Population genetic statistics of Trifolium pratense with mRNA-GBS and GBS data across the three biodiversity exploratories in Germany (S, H, A).

The mRNA-GBS data were pooled for sites and treatments and for sites only for comparability, while the GBS analysis is population-based. Regions (S, Schorfheide-Chorin; H, Hainich-Dün; A, Swabian Alb), Collection sites (Patch ID), Nei’s gene diversity (He), polymorphic loci (PL), percentage of polymorphic loci (PL%); NaN, not a Number (no data available).

STRUCTURE analyses based on the BIC and Bayesian clustering approaches revealed two genetic clusters, the proportional cluster membership of each being almost region-specific in the GBS analysis (Figure 4A). The mRNA-GBS approach resulted in similar trends that were less prominent (Figure 4B). This is also confirmed by the PCA (Figure 5), which shows the respective site specificity of the centroids of all individuals (GBS) or bulk samples (mRNA-GBS) belonging to one sampling region, however, with much greater genetic similarity between individuals from S and H and the greater distance from A in the GBS analysis and more overlap in the mRNA-GBS data. This overlap is partly due to mowing treatment: the mown populations in the mRNA-GBS analysis showed a stronger pattern of site specificity, while the mRNA-GBS pattern of the unmown individuals was highly divergent. The GBS Neighbor Joining tree (Figure 6A) reflects the patterns of the AMOVA, PCA, and STRUCTURE analyses, with individuals from A distinctly different from those from H and S, with some minor overlap between H and S among the individuals considered. The mRNA-GBS tree (Figure 6B) also reflects the separate positions of the populations in A, but shows more mixing between H and S. The not mown populations A (AEG31, AEG14, Figure 6B), and two out of three of the not mown populations in S (SEGHG, SEGz1) are also clustered, but lack a clear pattern as several other not mown populations appear scattered in the tree (SEGz2, HEG17, HEG8, HEG50).

Figure 4

Figure 5

Figure 6

Discussion

The ability to link population genetic and genome information in the form of transcriptome analyses in a rapid, cost-effective, and technically relatively simple manner would be of great importance for a better understanding of naturally occurring variability and for breeding studies. This approach would allow for the simultaneous screening of diversity while identifying expression of specific candidate genes involved in the response to certain species-specific environmental interactions. Currently this is very time consuming and costly (Bhat et al., 2016). Therefore, we developed and tested a new mRNA-GBS approach to fill the gap by offering a low-cost reduced complexity transcriptome analysis (mRNA-GBS).

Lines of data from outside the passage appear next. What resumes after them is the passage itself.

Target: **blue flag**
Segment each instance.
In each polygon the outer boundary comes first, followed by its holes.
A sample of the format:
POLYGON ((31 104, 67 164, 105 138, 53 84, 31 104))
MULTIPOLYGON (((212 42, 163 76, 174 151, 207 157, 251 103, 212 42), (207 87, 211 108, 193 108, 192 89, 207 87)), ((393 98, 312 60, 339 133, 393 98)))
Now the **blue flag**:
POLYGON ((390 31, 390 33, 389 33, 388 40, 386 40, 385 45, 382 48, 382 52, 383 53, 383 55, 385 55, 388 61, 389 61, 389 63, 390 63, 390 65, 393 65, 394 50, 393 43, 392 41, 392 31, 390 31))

Further, this is the first approach to link a mRNA-GBS with an in depth RNA-Seq analysis (Herbert et al., 2021) and a GBS approach on natural occurring plant populations and across a broader geographic scale. We tested the mRNA-GBS approach on several individuals of red clover from 11 populations and three regions in Germany. We hereby evaluate whether the analysis of intraspecific variation within and between populations and transcriptome responses is possible simultaneously. The mRNA-GBS approach revealed population genetic patterns, but linkage with mRNA-Seq data was not possible. The drawbacks and needed optimization steps are discussed in the following.

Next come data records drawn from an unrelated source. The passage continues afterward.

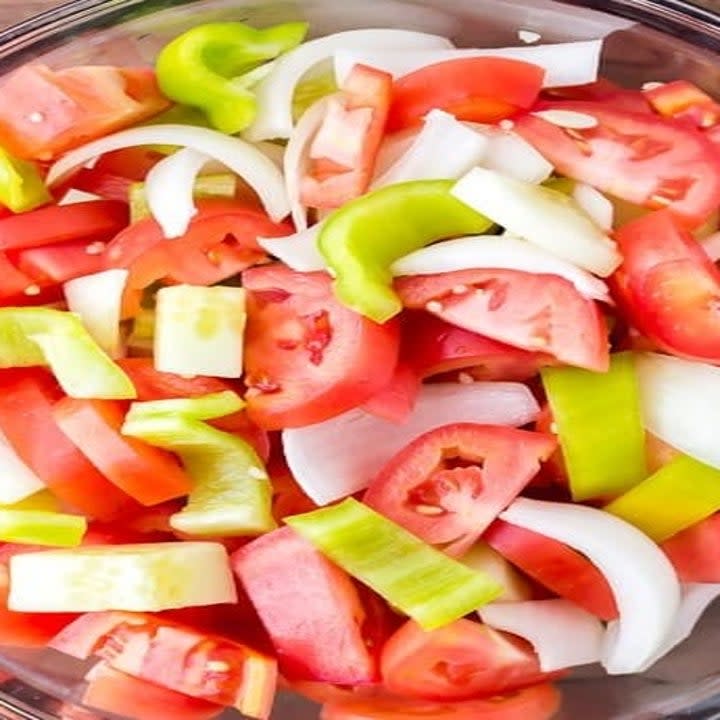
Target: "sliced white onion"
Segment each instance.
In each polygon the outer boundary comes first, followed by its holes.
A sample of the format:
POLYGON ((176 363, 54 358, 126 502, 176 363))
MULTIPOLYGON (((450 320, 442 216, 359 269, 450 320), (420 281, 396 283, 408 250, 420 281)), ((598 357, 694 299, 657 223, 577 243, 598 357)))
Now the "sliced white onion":
POLYGON ((239 138, 190 125, 135 127, 71 150, 50 168, 48 185, 62 182, 92 158, 138 145, 179 145, 208 155, 245 180, 257 192, 274 221, 282 220, 290 213, 282 173, 263 152, 239 138))
POLYGON ((665 642, 655 655, 645 664, 642 671, 648 670, 658 660, 667 655, 681 642, 687 640, 703 613, 720 597, 718 583, 686 583, 682 586, 682 600, 675 622, 665 642))
POLYGON ((258 238, 258 243, 292 270, 298 272, 324 270, 325 258, 320 254, 317 245, 321 229, 322 223, 317 223, 307 230, 287 237, 258 238))
POLYGON ((520 383, 437 383, 422 387, 402 425, 351 410, 284 430, 282 441, 293 477, 318 505, 326 505, 366 488, 395 453, 428 430, 458 422, 519 427, 538 412, 537 401, 520 383))
POLYGON ((300 181, 307 168, 310 145, 322 125, 327 104, 327 98, 321 98, 302 114, 295 129, 290 133, 285 149, 283 158, 285 189, 290 201, 293 223, 298 232, 307 230, 308 226, 307 210, 300 202, 300 181))
POLYGON ((605 232, 612 230, 615 221, 615 207, 599 190, 587 183, 577 183, 573 189, 575 202, 605 232))
POLYGON ((568 262, 607 277, 622 257, 572 198, 485 168, 473 168, 452 194, 474 210, 568 262))
POLYGON ((620 617, 608 625, 602 663, 611 675, 639 672, 662 647, 680 607, 680 583, 660 548, 602 510, 520 498, 500 517, 559 540, 597 566, 620 617))
POLYGON ((415 70, 444 62, 473 57, 504 57, 539 65, 545 69, 545 87, 584 85, 598 77, 602 40, 532 45, 510 48, 462 48, 453 50, 402 49, 392 44, 378 46, 340 46, 335 52, 335 77, 339 85, 353 65, 361 63, 402 77, 415 70))
POLYGON ((645 427, 677 450, 720 468, 720 368, 669 355, 638 355, 645 427))
POLYGON ((432 110, 410 147, 378 175, 373 188, 409 180, 456 180, 485 155, 488 140, 454 116, 432 110))
POLYGON ((486 625, 527 640, 543 672, 589 665, 602 657, 605 626, 568 600, 491 603, 478 615, 486 625))
POLYGON ((13 505, 42 490, 42 480, 20 459, 0 431, 0 505, 13 505))
POLYGON ((396 260, 391 271, 395 276, 432 275, 475 268, 559 275, 585 297, 610 301, 607 285, 599 278, 538 245, 509 235, 474 235, 435 243, 396 260))
POLYGON ((303 43, 278 59, 254 88, 258 114, 245 136, 253 141, 287 138, 293 129, 292 99, 301 78, 340 49, 443 49, 452 43, 438 35, 409 30, 348 30, 303 43))
POLYGON ((128 271, 104 270, 63 285, 68 309, 77 313, 97 344, 110 357, 123 354, 120 319, 128 271))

mRNA-GBS and comparison with RNA-Seq and GBS

Herbert et al. (2021) conducted an in-depth transcriptome analysis on populations of red clover from Hainich-Dün (H) to compare the global transcriptional response to mowing under greenhouse conditions and in agricultural fields. This population was also analyzed in the present study. They simulated mowing and compared the transcriptome response in mown and not mown T. pratense individuals, as in our analysis. Herbert et al. (2021) obtained a total number of short reads ranging from 44.7 to 58.1 million for each library, which on average is a 10-times higher read depth per individual than in our study. Their sequencing approach comprised 608,041,012 raw reads for the analysis of only six different sites/treatments, of eight pooled samples while in the presented mRNA-GBS approach we investigated 13 plants on five to six fields in three regions in Germany. With this approach, they identified 119–142 differentially expressed genes (DEGs, with a log2fold-change >2) that are up- or down-regulated when mown plants were compared with non-mown plants. The mRNA-GBS library was highly variable in terms of read length per individual (80 bp on average), and pooling of samples did not allow us to correlate site-specific multifactorial influences of environmental responses in a statistically robust way. Only 50–86% of the retrieved short sequences are located within the 100 bp region upstream of the poly(A) tail, and only 0.9–3.2% are located within the last 25 bp, which hampered mRNA mapping and prevented the screening for differentially expressed genes. SNP calling and expression studies were thus not possible.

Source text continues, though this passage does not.